Gambar Tokoh Pahlawan di Balik Lembaran Uang Rupiah

Mengenal sejarah tak melulu dari duduk di bangku sekolah. Mari mengenal para pahlawan nasional dari dalam dompet. Yuk, cari tahu siapa tokoh pahlawan di balik lembaran uang Rupiah kamu!

Rp2000: Pangeran Antasari

Pangeran Antasari adalah pangeran Kesultanan Banjar, Kalimantan Selatan. Lahir di Martapura pada 1809, putera Pangeran Mas’ud ini memimpin serangan melawan Belanda pada Perang Banjarmasin 18 April 1859. Beliau berhasil mengerahkan 6000 tentara gabungan Martapura, Kapuas, Pelaihari, Barito, dan Kahayan yang berhasil membuat Belanda kewalahan. Perang Banjarmasin berhasil menenggelamkan Kapal Onrust yang juga menewaskan Letnan Van der Velde, Desember 1859. Pada Oktober 1862, wabah cacar menyerang Kalimantan Selatan, yang juga memanggil pulang Pangeran Antasari di usia 53 tahun. Pangeran Antasari ditetapkan sebagai pahlawan nasional oleh Presiden Soeharto melalui Dekrit Presiden 1968 No. 06/TK/1968.

Rp5000: Tuanku Imam Bonjol

Muhammad Shahab lahir di Bonjol, Sumatera Barat pada 1772. Dengan gelar Tuanku Imam Bonjol, Beliau memimpin Kaum Padri dalam Perang Padri yang mencoba menegakkan syariat Islam di Minangkabau, antara lain menghapuskan kebiasaan adat perjudian, sabung ayam, konsumsi opium, miras, dan lain-lain. Perang melawan Kaum Adat (orang-orang Minang, Mandailing, dan Batak) yang ditunggangi oleh Belanda berlangsung 18 tahun lamanya. Sadar dipecah-belah oleh Belanda, Kaum Padri dan Kaum Adat sepakat berpegang pada adat basandi syarak, syarak basandi kitabullah (adat berdasar agama, agama berdasar kitab Allah) dan bersama melawan penjajah. Tuanku Imam Bonjol ditangkap Belanda Oktober 1837 dengan dalih berunding damai. Beliau kemudian diasingkan ke Cianjur, Ambon, hingga wafat di Minahasa 8 November 1864.
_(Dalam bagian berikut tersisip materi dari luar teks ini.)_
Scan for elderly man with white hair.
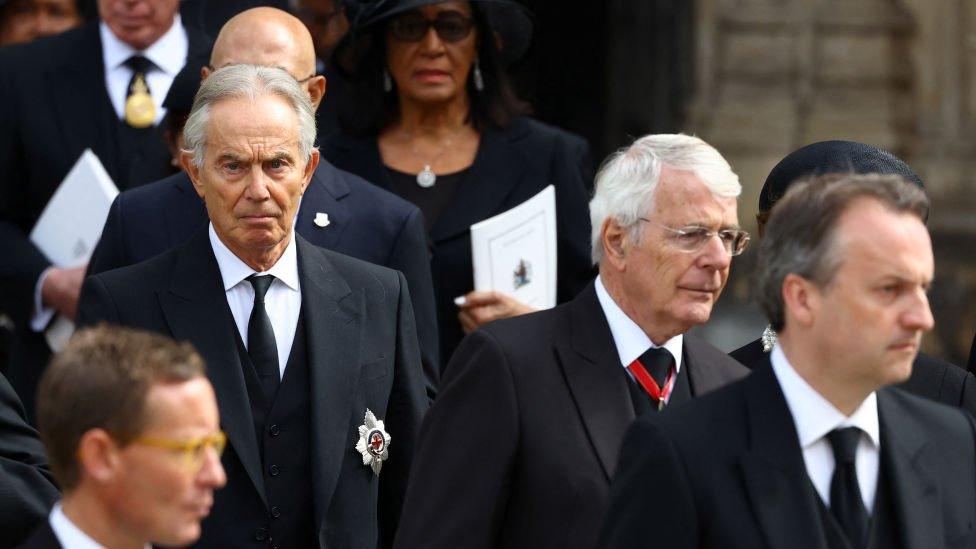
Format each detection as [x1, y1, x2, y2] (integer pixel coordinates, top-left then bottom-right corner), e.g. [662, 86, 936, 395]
[80, 65, 427, 548]
[397, 135, 749, 549]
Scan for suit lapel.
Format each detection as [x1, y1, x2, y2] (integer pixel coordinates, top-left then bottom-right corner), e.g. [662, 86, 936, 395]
[159, 229, 268, 506]
[877, 389, 945, 549]
[430, 126, 527, 242]
[44, 22, 120, 181]
[556, 282, 634, 481]
[295, 162, 352, 250]
[296, 236, 365, 524]
[740, 359, 827, 549]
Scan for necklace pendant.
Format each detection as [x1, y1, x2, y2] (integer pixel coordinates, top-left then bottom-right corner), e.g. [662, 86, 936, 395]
[417, 164, 437, 189]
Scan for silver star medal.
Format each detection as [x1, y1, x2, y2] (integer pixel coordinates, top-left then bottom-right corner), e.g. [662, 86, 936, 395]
[356, 408, 390, 476]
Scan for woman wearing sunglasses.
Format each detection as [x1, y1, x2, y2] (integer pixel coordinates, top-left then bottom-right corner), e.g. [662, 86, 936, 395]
[322, 0, 592, 372]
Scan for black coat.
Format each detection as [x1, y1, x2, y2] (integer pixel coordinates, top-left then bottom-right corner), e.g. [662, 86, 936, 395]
[0, 375, 58, 547]
[0, 21, 212, 325]
[0, 21, 212, 418]
[17, 520, 62, 549]
[322, 118, 594, 370]
[600, 361, 976, 549]
[79, 228, 427, 549]
[396, 284, 747, 549]
[88, 159, 440, 398]
[729, 339, 976, 416]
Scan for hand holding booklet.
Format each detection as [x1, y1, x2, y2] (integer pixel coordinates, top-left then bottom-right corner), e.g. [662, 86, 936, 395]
[471, 185, 556, 309]
[30, 149, 119, 351]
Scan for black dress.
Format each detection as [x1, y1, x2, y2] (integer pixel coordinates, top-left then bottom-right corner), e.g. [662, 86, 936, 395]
[321, 118, 595, 365]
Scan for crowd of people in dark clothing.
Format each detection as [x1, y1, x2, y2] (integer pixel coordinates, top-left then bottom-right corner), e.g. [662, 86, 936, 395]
[0, 0, 976, 549]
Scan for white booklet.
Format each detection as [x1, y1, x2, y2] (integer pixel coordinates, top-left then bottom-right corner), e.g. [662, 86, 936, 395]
[471, 185, 556, 309]
[30, 149, 119, 351]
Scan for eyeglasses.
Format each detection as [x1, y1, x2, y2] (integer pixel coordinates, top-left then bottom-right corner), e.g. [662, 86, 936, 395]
[390, 11, 474, 42]
[639, 217, 750, 256]
[132, 431, 227, 473]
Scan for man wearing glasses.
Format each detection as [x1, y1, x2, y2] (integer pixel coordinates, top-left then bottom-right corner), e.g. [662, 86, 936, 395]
[23, 326, 227, 549]
[397, 135, 749, 548]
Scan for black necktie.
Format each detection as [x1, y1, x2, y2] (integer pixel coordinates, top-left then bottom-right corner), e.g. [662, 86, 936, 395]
[637, 347, 674, 391]
[247, 275, 281, 397]
[827, 427, 868, 549]
[122, 55, 156, 130]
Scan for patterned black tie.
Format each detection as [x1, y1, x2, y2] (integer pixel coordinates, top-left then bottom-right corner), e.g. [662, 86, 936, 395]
[247, 275, 281, 396]
[827, 427, 868, 549]
[637, 347, 674, 391]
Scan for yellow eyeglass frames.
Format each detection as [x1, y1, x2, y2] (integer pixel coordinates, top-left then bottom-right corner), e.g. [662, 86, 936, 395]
[132, 431, 227, 473]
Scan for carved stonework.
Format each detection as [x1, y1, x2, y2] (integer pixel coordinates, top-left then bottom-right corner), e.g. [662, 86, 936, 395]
[686, 0, 976, 362]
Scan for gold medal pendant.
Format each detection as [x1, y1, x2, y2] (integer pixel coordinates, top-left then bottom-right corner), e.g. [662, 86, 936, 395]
[125, 74, 156, 128]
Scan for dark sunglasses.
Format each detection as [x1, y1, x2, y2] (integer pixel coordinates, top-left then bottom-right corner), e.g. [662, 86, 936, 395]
[390, 11, 474, 42]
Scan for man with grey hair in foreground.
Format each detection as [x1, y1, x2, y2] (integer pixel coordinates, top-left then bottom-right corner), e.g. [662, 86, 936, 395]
[396, 135, 748, 549]
[80, 65, 427, 548]
[601, 174, 976, 549]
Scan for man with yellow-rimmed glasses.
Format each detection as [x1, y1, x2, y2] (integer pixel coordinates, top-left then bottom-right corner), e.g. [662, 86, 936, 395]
[18, 326, 227, 549]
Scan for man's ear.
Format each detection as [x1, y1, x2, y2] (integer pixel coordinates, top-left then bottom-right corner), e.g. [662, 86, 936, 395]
[600, 217, 630, 271]
[302, 148, 322, 194]
[78, 429, 121, 483]
[180, 150, 204, 198]
[308, 74, 328, 111]
[782, 273, 821, 327]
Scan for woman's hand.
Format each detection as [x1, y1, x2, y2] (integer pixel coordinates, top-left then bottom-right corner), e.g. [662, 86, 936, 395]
[456, 292, 537, 334]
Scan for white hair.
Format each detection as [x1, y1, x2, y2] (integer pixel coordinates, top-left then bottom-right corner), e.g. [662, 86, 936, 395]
[590, 134, 742, 264]
[183, 64, 315, 168]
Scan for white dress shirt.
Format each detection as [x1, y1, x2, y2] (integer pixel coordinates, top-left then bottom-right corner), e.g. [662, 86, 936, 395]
[47, 501, 150, 549]
[593, 276, 684, 402]
[210, 223, 302, 377]
[98, 14, 190, 124]
[769, 345, 881, 513]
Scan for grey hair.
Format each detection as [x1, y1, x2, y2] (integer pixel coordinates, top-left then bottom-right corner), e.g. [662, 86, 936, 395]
[756, 173, 929, 331]
[590, 134, 742, 264]
[183, 64, 315, 168]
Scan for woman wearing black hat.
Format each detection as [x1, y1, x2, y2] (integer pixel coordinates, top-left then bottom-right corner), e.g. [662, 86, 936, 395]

Rp10.000: Sultan Mahmud Badarudin II

Pemimpin Kesultanan Palembang-Darussalam ini memimpin pertempuran melawan penjajahan Belanda dan Inggris yang ingin menguasai Palembang serta Kepulauan Bangka untuk mengeksploitasi timah. Awalnya Inggris menjalin kerjasama baik-baik dengan Palembang, namun ketika Belanda mencoba menduduki Palembang, Inggris mencoba menghasut Sultan Mahmud untuk mengusir Belanda. Setelah perjuangan panjang, Palembang akhirnya jatuh ke tangan Belanda pada 25 Juni 1852. Sultan Mahmud Badarudin II dan keluarga diasingkan ke Ternate sampai akhir hayatnya pada 25 September 1852. Kini nama Beliau diabadikan sebagai Bandara Internasional Palembang, Sumatera Selatan.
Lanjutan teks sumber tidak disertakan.